RabbitMQ Cluster
- Clustering Guide — RabbitMQ
- RabbitMQ Learning III: RabbitMQ Clustering and Load Balancing
- How to Set Up the RabbitMQ Cluster on Ubuntu/Debian Linux
- Clustering Guide (vmware.com)
- RabbitMQ 集群搭建 (with HAProxy)
- RabbitMQ集群架构模式 | guaosi的博客
For Windows only
A few things to RabbitMQ Cluster
- Classic Queues 預設只會在 Cluster 其中一個 node,而訊息仍可以透過其他 node 發送或接收;如果 Queues 要抄寫至所有 nodes,必須設定為 Quorum Queues。
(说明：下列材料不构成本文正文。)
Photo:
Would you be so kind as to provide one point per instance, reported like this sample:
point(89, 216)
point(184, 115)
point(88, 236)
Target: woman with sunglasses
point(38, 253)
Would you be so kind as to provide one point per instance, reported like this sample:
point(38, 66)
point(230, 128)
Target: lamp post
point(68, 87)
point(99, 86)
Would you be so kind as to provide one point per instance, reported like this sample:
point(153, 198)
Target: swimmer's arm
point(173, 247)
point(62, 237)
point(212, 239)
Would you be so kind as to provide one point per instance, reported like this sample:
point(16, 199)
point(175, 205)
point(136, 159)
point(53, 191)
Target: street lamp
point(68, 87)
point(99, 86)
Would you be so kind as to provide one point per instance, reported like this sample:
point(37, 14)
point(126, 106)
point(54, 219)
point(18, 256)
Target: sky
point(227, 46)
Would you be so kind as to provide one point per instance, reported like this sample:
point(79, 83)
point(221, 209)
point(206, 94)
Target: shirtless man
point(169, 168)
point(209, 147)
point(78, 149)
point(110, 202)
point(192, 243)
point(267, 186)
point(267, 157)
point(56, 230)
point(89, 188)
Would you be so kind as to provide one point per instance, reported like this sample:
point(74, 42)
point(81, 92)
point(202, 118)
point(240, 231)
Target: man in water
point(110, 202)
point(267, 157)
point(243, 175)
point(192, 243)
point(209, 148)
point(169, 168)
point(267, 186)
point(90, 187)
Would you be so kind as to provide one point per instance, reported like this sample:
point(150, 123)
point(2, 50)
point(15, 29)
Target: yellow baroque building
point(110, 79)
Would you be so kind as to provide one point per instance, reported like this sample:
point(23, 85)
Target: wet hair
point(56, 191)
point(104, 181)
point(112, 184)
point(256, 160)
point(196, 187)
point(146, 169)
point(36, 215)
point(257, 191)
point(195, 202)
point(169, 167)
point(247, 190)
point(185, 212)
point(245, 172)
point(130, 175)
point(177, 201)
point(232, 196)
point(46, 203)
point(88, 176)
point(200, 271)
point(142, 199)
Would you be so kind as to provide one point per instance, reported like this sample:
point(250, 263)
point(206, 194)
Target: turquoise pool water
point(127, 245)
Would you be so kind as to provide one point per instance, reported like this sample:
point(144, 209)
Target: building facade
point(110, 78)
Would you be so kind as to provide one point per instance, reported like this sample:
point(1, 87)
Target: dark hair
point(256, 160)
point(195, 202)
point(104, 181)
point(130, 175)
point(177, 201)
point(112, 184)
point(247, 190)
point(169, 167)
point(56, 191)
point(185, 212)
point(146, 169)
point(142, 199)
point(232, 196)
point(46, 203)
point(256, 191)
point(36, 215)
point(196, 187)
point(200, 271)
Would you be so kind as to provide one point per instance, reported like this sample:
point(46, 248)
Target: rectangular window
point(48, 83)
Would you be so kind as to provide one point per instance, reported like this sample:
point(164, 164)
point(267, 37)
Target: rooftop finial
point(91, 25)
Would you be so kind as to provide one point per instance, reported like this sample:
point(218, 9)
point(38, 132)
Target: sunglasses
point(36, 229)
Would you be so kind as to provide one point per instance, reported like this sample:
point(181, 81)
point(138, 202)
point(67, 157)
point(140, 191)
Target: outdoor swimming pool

- Cluster 裡每一個 node 都是視為一個 peer,彼此都是相同的,沒有主次的分別。
- Cluster 的每個 node 之間使用 cookie 認證方式,cookie 檔路徑是
/var/lib/rabbitmq/.erlang.cookie
。 - 一個 Cluster 組成 的 Node 數量,應該為奇數,例如 3、5、7等。原因是這樣的個數,才能在有 node 中斷服務時,讓 Cluster 有多數決的識別並形成共識。
- 所有 Node 主機重新啟動時,如果只剩 1 個 Node 主機可正常運行,將無法正常啟動服務,直到第 2 個Node 主機恢復連線,服務才會重新恢復運作。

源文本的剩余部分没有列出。